These authors retrospectively analyzed the records of 142 patients (142 shoulders) who underwent primary reverse total shoulder (RSA) using a hybrid baseplate designed by the senior surgeons.
Their goal was to test the hypothesis "that the hybrid baseplate grants comparable functional and clinical scores to those reported for other baseplates". In other words, they did not set out to show that this innovation was of greater value than the implants in current use.
119 patients were included in the final analysis (71 women (60%), and 48 men (40%), aged 73.6±7.3 years at index surgery). 43 of the procedures included a bony increased offset (BIO) (36%).

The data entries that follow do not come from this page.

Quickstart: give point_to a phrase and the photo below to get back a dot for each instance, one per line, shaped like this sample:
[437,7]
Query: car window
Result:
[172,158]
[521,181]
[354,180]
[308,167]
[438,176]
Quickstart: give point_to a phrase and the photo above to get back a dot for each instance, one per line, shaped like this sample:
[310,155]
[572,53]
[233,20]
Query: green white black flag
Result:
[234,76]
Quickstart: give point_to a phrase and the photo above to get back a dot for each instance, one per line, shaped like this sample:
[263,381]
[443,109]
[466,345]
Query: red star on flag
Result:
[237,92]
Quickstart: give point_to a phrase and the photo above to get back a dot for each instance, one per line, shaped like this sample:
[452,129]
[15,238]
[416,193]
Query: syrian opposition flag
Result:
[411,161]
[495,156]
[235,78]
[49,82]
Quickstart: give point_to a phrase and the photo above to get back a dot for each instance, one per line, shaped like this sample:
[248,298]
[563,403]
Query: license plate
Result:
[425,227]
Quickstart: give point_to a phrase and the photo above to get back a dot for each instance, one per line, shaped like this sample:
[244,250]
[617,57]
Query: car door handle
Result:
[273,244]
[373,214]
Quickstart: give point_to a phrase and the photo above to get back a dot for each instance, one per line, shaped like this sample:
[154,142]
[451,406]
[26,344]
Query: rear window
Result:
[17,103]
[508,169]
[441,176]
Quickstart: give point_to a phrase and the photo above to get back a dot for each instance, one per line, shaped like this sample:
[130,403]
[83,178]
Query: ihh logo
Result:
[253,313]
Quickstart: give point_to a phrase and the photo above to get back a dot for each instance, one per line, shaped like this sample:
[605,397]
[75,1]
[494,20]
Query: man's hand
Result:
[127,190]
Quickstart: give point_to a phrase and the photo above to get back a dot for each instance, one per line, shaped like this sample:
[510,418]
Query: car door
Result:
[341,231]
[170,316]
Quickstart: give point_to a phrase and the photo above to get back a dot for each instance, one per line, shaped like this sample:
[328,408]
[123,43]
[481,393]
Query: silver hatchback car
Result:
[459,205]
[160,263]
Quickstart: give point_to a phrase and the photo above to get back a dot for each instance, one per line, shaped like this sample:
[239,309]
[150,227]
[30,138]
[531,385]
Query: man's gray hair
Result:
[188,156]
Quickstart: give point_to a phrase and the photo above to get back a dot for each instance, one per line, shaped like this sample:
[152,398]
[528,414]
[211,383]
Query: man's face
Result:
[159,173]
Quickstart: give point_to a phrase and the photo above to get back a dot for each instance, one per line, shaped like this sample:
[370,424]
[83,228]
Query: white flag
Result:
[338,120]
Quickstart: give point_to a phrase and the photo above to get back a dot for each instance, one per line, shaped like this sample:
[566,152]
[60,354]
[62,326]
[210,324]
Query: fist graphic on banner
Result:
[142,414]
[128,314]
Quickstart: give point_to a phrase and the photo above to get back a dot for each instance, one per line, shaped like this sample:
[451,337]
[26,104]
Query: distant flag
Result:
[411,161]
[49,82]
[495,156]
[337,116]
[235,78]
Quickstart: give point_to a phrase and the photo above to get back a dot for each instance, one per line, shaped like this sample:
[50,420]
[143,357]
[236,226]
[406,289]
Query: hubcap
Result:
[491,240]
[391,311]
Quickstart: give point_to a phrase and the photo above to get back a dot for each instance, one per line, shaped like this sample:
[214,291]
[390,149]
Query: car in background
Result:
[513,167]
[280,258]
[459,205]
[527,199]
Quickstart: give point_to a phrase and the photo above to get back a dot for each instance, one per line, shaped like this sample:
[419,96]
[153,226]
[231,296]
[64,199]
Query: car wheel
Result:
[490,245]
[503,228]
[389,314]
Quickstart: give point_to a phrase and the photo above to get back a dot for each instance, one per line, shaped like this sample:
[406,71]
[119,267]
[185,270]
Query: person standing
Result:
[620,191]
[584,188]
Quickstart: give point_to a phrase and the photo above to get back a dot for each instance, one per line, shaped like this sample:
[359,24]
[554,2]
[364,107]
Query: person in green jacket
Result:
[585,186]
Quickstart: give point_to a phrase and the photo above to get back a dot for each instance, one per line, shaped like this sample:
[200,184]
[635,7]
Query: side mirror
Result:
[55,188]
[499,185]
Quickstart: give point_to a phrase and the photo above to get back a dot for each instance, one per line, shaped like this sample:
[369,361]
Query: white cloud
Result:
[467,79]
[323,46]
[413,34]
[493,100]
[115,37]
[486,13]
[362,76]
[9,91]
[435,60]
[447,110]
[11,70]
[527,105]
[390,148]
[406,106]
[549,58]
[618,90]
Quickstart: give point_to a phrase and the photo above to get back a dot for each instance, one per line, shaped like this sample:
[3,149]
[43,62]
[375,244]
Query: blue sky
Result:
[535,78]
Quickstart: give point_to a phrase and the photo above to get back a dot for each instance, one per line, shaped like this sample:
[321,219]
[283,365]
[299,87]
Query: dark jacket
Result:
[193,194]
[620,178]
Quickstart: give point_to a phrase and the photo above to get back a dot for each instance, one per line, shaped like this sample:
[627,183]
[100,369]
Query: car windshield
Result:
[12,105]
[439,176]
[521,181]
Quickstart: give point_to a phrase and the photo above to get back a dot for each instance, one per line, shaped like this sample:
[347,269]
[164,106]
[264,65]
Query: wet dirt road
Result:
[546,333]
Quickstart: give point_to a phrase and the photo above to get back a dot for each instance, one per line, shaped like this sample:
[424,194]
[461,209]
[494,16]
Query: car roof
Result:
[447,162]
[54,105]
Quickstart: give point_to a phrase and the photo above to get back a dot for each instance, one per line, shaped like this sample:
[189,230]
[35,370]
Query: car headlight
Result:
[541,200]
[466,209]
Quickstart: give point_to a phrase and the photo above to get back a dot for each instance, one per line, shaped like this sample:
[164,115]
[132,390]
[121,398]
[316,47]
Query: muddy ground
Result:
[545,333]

They found a revision rate of 5.3%, which included 4 cases of glenoid loosening, three cases of deep infection and one case of instability. All four cases of glenoid loosening had been performed with BIO- RSA that had been implanted with superior orientation.
They concluded that at a minimum follow-up of 2 years following RSA using a new hybrid baseplate system, the Constant scores and range of motion were comparable to those in recent systematic reviews:
Lateralized versus nonlateralized glenospheres in reverse shoulder arthroplasty: a systematic review with meta-analysis and Reverse total shoulder arthroplasty clinical and patient-reported outcomes and complications stratified by preoperative diagnosis: a systematic review.